The One Hundred Layers Tiramisu: Fully Convolutional DenseNets for Semantic Segmentation
Simon Jégou
and
Michal Drozdzal
and
David Vazquez
and
Adriana Romero
and
Yoshua Bengio
arXiv e-Print archive - 2016 via Local arXiv
Keywords:
cs.CV
First published: 2016/11/28 (8 years ago) Abstract: State-of-the-art approaches for semantic image segmentation are built on
Convolutional Neural Networks (CNNs). The typical segmentation architecture is
composed of (a) a downsampling path responsible for extracting coarse semantic
features, followed by (b) an upsampling path trained to recover the input image
resolution at the output of the model and, optionally, (c) a post-processing
module (e.g. Conditional Random Fields) to refine the model predictions.
Recently, a new CNN architecture, Densely Connected Convolutional Networks
(DenseNets), has shown excellent results on image classification tasks. The
idea of DenseNets is based on the observation that if each layer is directly
connected to every other layer in a feed-forward fashion then the network will
be more accurate and easier to train.
In this paper, we extend DenseNets to deal with the problem of semantic
segmentation. We achieve state-of-the-art results on urban scene benchmark
datasets such as CamVid and Gatech, without any further post-processing module
nor pretraining. Moreover, due to smart construction of the model, our approach
has much less parameters than currently published best entries for these
datasets.
In the paper, authors Bengio et al. , use the DenseNet for semantic segmentation. DenseNets iteratively concatenates input feature maps to output feature maps. The biggest contribution was the use of a novel upsampling path - given conventional upsampling would've caused severe memory cruch.
#### Background
All fully convolutional semantic segmentation nets generally follow a conventional path - a downsampling path which acts as feature extractor, an upsampling path that restores the locational information of every feature extracted in the downsampling path.

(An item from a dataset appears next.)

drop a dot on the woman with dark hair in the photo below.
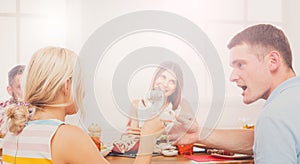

As opposed to Residual Nets (where input feature maps are added to the output) , in DenseNets,the output is concatenated to input which has some interesting implications:
- DenseNets are efficient in the parameter usage, since all the feature maps are reused
- DenseNets perform deep supervision thanks to short path to all feature maps in the architecture
Using DenseNets for segmentation though had an issue with upsampling in the conventional way of concatenating feature maps through skip connections as feature maps could easily go beyond 1-1.5 K. So Bengio et al. suggests a novel way - wherein only feature maps produced in the last Dense layer are only upsampled and not the entire feature maps. Post upsampling, the output is concatenated with feature maps of same resolution from downsampling path through skip connection. That way, the information lost during pooling in the downsampling path can be recovered.
#### Methodology & Architecture
In the downsampling path, the input is concatenated with the output of a dense block, whereas for upsampling the output of dense block is upsampled (without concatenating it with the input) and then concatenated with the same resolution output of downsampling path.
Here's the overall architecture
![](https://i.imgur.com/tqsPj72.png)
Here's how a Dense Block looks like
![](https://i.imgur.com/MMqosoj.png)
#### Results
The 103 Conv layer based DenseNet (FC-DenseNet103) performed better than shallower networks when compared on CamVid dataset. Though the FC-DenseNets were not pre-trained or used any post-processing like CRF or temporal smoothening etc. When comparing to other nets FC-DenseNet architectures achieve state-of-the-art, improving upon models with 10 times more parameters. It is also worth mentioning that small model FC-DenseNet56 already outperforms popular architectures with at least 100 times more parameters.